Un secco colpo di coperchio che si chiude
con un rumore finale, ligneo, sordo
lascerà ancora fuori solamente
le brevi vite di nostalgia e ricordo
fino alla loro bara.
Ci ritroviamo a meditare sulla morte
pressocché sempre solo quando a nulla serve.
E quasi ognuno dice – Per fortuna!
Per la fortuna, infatti, del superfluo.

 

NORMALITÀ

Ci è voluta una vita per non abituarmi
ai futuri impasticcati degli eccessi
che sorridono al padrone che li alleva
sulle gote dell’età degl’ideali;
alle invidie recitanti nella chiacchiera
vomitate da chi avrebbe della madre
il ventre, e non le plastiche che allattino
favori nei pascià del tradimento;
alla saggezza di tombole e miracoli
pregati in serie come litanie nei colpi
sopra una leva di robot dal tabaccaio
dalle speranze di cucire ultimo ascolto.
Ce ne sarà dell’altra – chissà – disponibile,
che non regalerò alla depressione
e non relegherò nel godimento,
per adattarsi ad essere disadattato.

 

DVÁITA

Esistono due gioie e due dolori;
due dignità, due ardori;
due uomini, due amori
al pendolo tra verità e denari.
Due felicità. Una finta – rubata;
quella invidiata, che propaga guerra.
Una da pace attinta – ringraziata –
che non starnazza cieli
di gommata amicizia.
Prima o poi tutto ti si sottrarrà.
La Grande Pace
sarà stato il migliore tuo esercizio.

 

PIETRA FILOSOFALE

È che non si sa più
distinguere un reale da un fittizio,
dando risorse e conferme
solo al secondo.
Sostiamo alla follia. Oramai dobbiamo,
per andare avanti,
abbozzare a castelli di carta
e a percorsi di ombre, credendo
di poter combinare
qualche lì-nostro-fare.
E in tutto questo, ci si chiede pure
– sprezzanti – se s’era mai saputo.

Gaetano Speranza (Gae Spes)

37fdb1eNato a Napoli, dopo studi liceali classici e la laurea in matematica, consegue l’idoneità al perfezionamento presso la Scuola Normale Superiore di Pisa. Insegna presso l’Istituto Galileo Galilei di Roma. Si dedica costantemente alla ricerca scientifica e ha pubblicato nel campo dei fondamenti della matematica, dell’analisi matematica, della linguistica formale, dell’interlinguistica, dei modelli matematici in ambito linguistico.
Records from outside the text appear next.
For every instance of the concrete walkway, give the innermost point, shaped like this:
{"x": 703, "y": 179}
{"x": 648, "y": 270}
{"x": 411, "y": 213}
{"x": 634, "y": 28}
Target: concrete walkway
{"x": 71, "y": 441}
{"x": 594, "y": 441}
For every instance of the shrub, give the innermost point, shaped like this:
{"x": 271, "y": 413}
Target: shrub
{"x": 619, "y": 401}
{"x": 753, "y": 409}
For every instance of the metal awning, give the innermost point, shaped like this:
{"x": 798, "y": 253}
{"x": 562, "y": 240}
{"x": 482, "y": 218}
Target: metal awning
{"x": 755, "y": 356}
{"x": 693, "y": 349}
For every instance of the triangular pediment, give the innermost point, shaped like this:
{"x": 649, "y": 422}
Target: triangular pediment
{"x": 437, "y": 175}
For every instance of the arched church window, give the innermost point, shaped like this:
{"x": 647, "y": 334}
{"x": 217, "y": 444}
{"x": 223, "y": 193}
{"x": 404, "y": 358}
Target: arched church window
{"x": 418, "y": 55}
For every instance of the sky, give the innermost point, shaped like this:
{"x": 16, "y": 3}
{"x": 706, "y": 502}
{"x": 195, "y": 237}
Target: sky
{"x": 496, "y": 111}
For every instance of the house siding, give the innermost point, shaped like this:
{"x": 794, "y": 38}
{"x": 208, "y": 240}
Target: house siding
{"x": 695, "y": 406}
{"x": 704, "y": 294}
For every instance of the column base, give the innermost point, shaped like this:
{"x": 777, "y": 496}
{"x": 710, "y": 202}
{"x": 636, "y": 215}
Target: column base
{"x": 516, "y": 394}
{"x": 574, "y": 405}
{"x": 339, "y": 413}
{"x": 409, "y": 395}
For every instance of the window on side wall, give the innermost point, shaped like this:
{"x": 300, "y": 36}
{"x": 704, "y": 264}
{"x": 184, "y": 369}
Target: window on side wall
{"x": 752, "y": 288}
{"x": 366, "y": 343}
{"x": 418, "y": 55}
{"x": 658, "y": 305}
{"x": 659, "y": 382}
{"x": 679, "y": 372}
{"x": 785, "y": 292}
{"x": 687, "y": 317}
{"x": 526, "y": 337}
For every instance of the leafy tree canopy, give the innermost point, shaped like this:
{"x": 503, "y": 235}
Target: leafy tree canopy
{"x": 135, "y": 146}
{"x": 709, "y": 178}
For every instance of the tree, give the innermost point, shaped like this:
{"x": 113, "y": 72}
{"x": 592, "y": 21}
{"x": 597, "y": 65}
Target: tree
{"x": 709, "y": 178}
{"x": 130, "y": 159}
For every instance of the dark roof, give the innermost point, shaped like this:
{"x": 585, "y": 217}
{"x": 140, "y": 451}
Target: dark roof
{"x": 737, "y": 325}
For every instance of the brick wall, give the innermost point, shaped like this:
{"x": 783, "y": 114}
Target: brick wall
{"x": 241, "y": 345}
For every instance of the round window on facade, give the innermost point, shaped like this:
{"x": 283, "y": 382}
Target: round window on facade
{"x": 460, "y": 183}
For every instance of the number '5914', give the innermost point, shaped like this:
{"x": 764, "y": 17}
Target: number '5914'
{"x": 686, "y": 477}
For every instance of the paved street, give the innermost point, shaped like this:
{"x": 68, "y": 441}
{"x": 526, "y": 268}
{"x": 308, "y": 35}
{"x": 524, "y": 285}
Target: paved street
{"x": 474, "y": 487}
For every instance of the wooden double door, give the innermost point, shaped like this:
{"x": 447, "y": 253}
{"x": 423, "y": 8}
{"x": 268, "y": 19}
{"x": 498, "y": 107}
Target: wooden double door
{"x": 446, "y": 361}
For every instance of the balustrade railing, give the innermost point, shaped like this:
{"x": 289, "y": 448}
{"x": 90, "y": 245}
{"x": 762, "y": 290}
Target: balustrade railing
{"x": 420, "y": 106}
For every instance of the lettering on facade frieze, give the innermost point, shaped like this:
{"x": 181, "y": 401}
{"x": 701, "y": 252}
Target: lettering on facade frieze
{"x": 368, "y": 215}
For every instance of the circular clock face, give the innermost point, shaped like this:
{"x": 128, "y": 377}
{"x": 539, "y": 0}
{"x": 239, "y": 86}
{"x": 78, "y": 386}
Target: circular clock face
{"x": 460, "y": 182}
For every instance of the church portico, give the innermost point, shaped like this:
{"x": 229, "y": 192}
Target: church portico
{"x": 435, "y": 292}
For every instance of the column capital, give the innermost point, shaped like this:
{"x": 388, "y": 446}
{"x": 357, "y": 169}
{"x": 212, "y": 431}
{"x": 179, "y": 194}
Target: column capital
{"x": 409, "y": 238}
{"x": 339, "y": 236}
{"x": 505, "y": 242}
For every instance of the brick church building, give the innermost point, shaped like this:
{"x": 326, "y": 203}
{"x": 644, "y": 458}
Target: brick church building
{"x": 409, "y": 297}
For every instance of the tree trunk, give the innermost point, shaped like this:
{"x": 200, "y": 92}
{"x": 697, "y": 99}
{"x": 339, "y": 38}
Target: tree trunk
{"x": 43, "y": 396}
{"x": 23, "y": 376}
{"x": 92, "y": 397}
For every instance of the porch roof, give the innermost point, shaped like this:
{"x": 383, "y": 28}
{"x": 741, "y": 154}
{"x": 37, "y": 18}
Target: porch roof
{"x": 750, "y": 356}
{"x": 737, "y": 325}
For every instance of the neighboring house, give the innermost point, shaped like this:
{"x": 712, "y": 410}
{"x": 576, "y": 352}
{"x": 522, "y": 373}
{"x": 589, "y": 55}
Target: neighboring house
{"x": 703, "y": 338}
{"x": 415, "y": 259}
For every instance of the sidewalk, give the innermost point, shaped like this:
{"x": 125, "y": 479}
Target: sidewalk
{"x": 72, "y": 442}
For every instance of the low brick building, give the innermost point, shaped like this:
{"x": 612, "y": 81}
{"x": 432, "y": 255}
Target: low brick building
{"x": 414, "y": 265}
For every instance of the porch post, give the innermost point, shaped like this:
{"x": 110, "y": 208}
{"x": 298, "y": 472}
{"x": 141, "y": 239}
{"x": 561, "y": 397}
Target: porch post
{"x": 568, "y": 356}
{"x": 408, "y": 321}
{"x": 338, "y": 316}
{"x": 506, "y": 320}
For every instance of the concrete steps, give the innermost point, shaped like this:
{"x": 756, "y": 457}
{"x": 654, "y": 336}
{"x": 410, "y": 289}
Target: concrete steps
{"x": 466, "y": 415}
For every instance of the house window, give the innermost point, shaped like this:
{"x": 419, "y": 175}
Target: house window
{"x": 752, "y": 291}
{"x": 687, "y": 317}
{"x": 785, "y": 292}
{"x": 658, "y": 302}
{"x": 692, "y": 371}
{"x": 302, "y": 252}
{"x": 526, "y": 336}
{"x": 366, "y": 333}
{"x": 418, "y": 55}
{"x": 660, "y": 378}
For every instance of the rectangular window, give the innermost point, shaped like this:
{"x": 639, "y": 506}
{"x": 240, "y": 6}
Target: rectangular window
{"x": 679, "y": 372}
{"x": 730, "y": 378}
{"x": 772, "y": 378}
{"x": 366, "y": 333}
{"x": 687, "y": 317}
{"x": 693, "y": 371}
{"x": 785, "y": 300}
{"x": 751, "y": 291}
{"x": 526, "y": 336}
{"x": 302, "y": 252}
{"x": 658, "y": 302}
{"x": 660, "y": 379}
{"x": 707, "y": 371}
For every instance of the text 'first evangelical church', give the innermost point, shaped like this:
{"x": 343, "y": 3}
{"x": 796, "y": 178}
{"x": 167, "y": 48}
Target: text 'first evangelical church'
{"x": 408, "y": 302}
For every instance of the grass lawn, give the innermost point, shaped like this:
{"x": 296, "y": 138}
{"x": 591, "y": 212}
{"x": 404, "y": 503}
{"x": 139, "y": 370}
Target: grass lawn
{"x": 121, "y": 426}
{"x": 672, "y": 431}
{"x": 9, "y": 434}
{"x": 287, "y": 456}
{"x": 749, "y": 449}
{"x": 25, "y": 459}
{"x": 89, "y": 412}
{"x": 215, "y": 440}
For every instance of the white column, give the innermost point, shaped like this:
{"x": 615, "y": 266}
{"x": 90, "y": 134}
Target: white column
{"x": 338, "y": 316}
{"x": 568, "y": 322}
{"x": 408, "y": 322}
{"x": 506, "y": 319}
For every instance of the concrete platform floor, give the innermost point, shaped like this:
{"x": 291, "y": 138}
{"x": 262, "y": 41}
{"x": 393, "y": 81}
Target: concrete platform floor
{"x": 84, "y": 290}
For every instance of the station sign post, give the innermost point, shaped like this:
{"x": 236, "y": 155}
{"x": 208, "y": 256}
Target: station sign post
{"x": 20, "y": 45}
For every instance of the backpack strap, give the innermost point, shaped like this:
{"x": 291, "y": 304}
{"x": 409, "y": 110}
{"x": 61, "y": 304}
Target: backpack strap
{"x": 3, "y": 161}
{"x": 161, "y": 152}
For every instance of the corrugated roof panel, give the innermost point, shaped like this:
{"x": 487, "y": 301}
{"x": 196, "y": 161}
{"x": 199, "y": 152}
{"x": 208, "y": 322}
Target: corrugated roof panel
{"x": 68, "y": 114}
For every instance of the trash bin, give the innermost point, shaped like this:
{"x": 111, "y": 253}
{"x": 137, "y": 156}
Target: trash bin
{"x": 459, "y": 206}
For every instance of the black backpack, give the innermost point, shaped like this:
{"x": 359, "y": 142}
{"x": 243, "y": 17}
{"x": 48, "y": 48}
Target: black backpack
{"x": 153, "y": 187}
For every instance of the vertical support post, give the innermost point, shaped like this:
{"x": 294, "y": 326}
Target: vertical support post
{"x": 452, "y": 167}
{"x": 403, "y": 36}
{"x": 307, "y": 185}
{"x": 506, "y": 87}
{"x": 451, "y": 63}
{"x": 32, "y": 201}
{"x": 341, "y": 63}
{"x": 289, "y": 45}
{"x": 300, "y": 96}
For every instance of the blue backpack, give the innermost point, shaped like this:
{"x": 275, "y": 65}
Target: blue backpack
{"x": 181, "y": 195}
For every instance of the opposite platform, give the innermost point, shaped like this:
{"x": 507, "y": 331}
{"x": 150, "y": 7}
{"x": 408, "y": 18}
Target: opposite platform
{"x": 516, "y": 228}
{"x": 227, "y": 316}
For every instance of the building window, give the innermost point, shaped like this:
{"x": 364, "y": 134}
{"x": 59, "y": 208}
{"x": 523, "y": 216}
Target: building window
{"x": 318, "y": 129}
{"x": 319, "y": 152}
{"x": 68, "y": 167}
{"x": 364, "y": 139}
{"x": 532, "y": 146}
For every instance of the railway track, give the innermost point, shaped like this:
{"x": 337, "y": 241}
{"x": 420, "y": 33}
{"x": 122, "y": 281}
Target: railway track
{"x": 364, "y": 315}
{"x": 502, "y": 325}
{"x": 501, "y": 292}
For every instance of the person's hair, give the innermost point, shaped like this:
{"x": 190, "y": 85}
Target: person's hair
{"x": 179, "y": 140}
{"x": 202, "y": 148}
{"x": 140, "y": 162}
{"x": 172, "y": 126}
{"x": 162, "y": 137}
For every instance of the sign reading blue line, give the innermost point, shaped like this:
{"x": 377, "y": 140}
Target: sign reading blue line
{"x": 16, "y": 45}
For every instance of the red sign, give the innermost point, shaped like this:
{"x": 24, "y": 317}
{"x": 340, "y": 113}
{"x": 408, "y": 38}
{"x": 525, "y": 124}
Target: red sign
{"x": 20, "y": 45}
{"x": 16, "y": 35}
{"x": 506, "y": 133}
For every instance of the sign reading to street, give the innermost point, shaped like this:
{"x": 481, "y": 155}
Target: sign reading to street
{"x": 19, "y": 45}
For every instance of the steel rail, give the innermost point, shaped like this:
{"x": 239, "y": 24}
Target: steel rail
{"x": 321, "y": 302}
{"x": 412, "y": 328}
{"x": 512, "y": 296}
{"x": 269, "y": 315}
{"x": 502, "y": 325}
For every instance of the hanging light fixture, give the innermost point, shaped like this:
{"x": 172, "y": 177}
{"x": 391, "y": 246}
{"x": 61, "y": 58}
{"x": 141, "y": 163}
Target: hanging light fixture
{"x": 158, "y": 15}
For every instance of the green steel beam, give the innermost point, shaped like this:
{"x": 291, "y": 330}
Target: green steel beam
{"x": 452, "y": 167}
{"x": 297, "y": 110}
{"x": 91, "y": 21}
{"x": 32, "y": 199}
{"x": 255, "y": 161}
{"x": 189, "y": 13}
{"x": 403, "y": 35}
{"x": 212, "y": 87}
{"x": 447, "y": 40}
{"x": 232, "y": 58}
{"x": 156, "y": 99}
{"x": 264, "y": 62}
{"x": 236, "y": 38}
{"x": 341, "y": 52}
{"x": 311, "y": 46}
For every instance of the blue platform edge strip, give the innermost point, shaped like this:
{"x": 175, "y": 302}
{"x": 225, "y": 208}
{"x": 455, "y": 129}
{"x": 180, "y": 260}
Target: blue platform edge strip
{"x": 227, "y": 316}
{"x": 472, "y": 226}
Cresciuto in un contesto attento alla riflessione linguistica (il padre filologo classico e la madre insegnante di lettere classiche), si è dedicato fin da adolescente allo studio della linguistica (e delle lingue in generale) e anche alla poesia, che egli vive come indissolubilmente legata agli interessi della sfera matematica dall’idea unitaria di “formula” come condensazione polisemica di una pluralità dialettica e come “motore di nessi”. Ha esposto alcune sue poesie, illustrate figurativamente dalla pittrice Bruna Baldassarre, a Roma (a cura dell’EPT, Ente Provinciale per il Turismo, di Roma), Tivoli (a cura dell’EPT locale) e Salisburgo, e ama occuparsi anche della trasposizione in italiano e in esperanto di testi poetici. Ha pubblicato su alcune riviste letterarie. Segnalato al Premio Internazionale “Eugenio Montale” nel 1993, alla North American Open Poetry Competition nel 1994 (per la poesia in lingua inglese), e, nel 1995, al premio letterario “L’artigiano poeta” della Associazione Siciliana di Cultura, Arte, Musica e Spettacolo. Tra i poeti prediletti: Quasimodo, Rimbaud, Lorca, Alda Merini.

1 commento
  1. Nella prima non riesco a capire “men si attagliavano che di paracadute”: forse c’è un’ellissi che non riesco a individuare. Segnalo “Gran Milieu”, dove – per me – manca la ‘d’ a “Gran”. Saluti.